MOSCOW, December 23 (RIA Novosti) - NATO said its airstrike on a Pakistani base that killed 24 servicemen and further spoiled ties between Islamabad and Washington, was a result of mistakes made by both sides.

Ties between U.S. and Pakistan, which worsened after U.S. special forces killed Al Qaeda leader Osama bin Laden in a special operation, were further strained by a NATO air strike on a checkpoint in the Mohmand tribal area in northwest Pakistan in late November.

NATO said the deadly fire was caused by "a series of mistakes" made on both sides, who failed to "properly coordinate their locations and actions, both before the operation and during the resulting engagement."

The Pentagon echoed NATO's findings in its statement, saying the incident was "a result of inadequate coordination between U.S. and Pakistani military officers operating through the border coordination center."

The statement also blames Pakistani forces for being first to open fire.

"U.S. forces acted in self-defense and responded with appropriate force after being fired upon," the statement reads, adding that the probe revealed "no intentional effort to target people or places known to be part of the Pakistani military, or to deliberately provide inaccurate location information to Pakistani officials."

Pakistani authorities rejected the findings of the U.S. investigation.

"Pak Army does not agree with the findings of the US/NATO inquiry as being reported in the media," New York times quoted a text statement from Maj.

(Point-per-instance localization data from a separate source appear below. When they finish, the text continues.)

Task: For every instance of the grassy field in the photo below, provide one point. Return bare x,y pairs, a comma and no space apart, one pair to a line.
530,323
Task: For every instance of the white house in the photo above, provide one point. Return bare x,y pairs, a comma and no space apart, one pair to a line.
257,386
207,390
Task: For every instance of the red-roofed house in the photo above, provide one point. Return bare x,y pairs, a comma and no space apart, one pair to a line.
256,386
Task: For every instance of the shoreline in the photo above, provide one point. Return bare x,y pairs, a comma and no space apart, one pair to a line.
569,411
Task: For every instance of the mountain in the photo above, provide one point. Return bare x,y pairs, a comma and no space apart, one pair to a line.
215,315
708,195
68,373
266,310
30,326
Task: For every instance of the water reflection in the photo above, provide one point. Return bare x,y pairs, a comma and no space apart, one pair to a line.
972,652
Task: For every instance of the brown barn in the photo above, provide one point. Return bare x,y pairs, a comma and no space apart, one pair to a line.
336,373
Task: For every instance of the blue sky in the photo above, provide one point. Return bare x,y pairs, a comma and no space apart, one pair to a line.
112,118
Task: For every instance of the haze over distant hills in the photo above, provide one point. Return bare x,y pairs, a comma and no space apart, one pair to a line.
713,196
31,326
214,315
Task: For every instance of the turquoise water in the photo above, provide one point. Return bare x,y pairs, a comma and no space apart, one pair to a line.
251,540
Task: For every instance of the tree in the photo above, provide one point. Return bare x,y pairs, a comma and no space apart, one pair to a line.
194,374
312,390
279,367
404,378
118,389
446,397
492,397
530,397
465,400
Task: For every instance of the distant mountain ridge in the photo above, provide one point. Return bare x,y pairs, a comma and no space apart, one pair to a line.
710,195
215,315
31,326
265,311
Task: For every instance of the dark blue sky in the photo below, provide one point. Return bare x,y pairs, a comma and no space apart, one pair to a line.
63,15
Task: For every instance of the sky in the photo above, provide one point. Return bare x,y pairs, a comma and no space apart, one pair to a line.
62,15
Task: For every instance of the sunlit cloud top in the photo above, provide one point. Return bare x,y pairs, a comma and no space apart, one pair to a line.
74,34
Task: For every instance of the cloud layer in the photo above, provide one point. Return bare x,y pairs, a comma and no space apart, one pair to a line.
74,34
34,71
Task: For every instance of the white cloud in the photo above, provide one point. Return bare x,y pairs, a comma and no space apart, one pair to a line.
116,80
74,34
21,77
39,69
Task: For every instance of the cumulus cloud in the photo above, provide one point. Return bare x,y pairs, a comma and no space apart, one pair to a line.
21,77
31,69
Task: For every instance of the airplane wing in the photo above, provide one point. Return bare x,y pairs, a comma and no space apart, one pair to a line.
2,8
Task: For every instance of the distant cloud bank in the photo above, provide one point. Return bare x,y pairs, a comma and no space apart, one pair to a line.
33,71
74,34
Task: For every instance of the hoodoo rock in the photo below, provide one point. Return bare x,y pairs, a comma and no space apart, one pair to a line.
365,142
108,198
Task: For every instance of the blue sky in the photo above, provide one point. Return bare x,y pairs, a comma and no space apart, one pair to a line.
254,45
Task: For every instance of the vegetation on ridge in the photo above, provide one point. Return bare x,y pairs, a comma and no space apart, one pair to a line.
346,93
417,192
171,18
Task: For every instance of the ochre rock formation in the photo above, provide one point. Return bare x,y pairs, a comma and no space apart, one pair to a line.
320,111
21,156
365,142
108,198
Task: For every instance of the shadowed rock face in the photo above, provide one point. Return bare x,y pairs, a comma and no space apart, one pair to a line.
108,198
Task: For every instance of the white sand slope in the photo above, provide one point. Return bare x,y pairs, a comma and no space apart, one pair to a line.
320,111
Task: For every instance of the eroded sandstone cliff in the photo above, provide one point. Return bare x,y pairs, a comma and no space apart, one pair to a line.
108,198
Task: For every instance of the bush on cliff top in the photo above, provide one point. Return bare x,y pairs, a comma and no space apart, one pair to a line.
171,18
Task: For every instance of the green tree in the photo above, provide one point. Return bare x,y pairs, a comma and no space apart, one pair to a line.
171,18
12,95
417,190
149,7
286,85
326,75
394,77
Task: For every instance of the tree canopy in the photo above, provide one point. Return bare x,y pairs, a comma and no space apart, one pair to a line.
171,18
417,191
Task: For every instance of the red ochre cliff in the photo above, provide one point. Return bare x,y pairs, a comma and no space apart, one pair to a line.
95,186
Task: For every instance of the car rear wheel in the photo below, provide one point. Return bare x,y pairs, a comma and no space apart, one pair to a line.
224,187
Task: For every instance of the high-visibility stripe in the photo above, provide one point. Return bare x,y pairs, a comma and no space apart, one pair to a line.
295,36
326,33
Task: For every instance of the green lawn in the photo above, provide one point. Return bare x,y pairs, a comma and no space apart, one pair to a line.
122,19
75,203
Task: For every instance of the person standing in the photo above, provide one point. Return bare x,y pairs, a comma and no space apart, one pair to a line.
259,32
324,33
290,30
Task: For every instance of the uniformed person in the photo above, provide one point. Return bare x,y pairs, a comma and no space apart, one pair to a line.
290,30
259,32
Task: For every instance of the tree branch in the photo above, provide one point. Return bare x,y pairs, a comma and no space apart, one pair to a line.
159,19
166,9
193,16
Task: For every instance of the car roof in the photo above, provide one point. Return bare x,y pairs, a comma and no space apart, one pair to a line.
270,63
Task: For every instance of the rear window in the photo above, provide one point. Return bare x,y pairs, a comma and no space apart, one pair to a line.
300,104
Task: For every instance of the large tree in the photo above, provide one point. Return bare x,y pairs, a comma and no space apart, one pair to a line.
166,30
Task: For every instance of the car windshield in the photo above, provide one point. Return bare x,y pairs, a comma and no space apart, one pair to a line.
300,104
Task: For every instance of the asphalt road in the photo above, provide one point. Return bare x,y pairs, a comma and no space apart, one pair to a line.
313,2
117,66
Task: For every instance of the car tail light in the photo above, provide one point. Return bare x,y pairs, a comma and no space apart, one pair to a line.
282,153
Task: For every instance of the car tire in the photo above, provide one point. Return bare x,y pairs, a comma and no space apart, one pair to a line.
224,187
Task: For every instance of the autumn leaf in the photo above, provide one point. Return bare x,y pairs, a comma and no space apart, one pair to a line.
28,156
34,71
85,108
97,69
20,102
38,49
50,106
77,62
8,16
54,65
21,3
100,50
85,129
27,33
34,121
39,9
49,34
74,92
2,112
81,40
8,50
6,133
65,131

Gen. Athar Abbas, a spokesman for the Pakistan armed forces.

The Pakistani army official criticized the inquiry report for being "short on facts."

The deadly incident led to closing one of NATO's key supply routes to Afghanistan via Pakistan, the so-called northern supply route through the Khyber Pass and Torham border post and the closure of a U.S. airbase.

CBS News said, citing Pakistani officials, that the country also mulls plans to slap millions of dollars by introducing new charges for future NATO military supplies through its territory. Fees will be introduced to cover costs such as "inspection of cargo" and "maintenance of infrastructure" worn down by trucks.